しかし何よりも重要なのは、2016年のトランプ陣営スキャンダルと、2019年の弾劾公聴会の中心となったウクライナ疑惑を別々の出来事と捉えているアメリカ人があまりにも少ないことだと、ストラック氏は著書で主張している。両者の間には明確な線が通っている。それはロシアとその地域的利益だ。「唯一の違いは、2019年の場合、危険にさらされた人物は、当選確率の低い大統領候補ではなく、アメリカ合衆国の最高責任者、つまり職務の全権を私利私欲のために行使できる人物だったということだ。そして、その不正行為は大統領選よりもはるかに大きな組織を巻き込み、危険にさらしたのだ」とストラック氏は書いている。

ストルツォク氏は、トランプ政権がプーチン大統領の世界舞台での行動に強く対峙しようとしないことに、依然として困惑しているという。「それは実に奇妙な形で起こります。ドイツからの軍撤退という奇妙な決定、モンテネグロに関する奇妙な発言、スクリパリ氏毒殺事件やナワリヌイ氏をめぐるロシアへの制裁まがいの行動を拒否する姿勢などです」と彼は説明する。

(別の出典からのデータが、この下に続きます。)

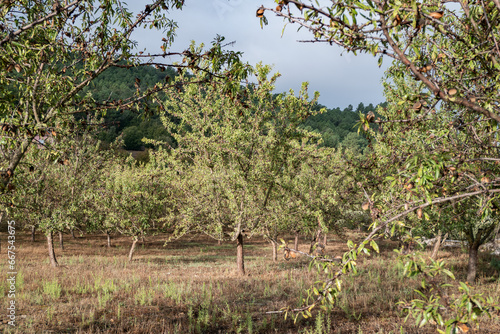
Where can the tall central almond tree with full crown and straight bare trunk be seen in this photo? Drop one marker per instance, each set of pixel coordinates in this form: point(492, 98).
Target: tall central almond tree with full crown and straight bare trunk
point(232, 151)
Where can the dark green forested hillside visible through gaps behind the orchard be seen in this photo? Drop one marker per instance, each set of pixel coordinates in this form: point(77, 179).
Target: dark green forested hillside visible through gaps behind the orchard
point(336, 126)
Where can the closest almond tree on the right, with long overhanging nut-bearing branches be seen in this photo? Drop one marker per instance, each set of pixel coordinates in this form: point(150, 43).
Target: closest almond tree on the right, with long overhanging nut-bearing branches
point(448, 53)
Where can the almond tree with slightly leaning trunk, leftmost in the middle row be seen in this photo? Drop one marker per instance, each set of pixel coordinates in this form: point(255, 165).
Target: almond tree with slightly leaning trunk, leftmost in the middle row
point(51, 182)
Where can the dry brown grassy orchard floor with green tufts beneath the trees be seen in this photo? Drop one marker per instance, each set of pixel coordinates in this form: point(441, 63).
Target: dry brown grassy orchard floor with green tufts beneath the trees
point(191, 286)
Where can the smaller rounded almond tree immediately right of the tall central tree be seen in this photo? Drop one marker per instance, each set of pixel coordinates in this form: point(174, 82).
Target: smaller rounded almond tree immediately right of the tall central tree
point(317, 194)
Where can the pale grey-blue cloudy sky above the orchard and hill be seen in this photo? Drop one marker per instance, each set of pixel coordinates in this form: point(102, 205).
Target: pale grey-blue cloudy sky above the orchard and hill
point(341, 79)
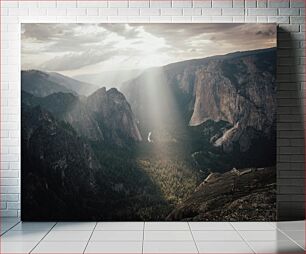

トランプ氏の真の動機、そして彼の意思決定にかけられたプレッシャーを、私たちがすぐに理解できるとは思えない。しかし、真実、あるいはそれに近い何かは、時が経てば明らかになるだろう。ストロザック氏が述べているように、「真実は時にひどく不透明で、5分、いや500分でさえ、ましてや280文字では説明できないこともある。しかし、私はこう確信している。真実は究極的には知ることができ、反駁の余地がないのだ。」

残念ながら、ストラック氏はFBI内部で捜査を推し進め続けることはできないだろう。もし彼とペイジ氏が個人の携帯電話を使っていたら、ストラック氏は全国的な有名人になることはなかっただろう。今頃はミネアポリスやソルトレイクシティのような中規模の地方事務所を担当する特別捜査官として、本部の要職に復帰する準備をしていただろう、というシナリオは容易に想像できる。

しかし、ロシアは彼がもう監視していないことを喜んでいるに違いない。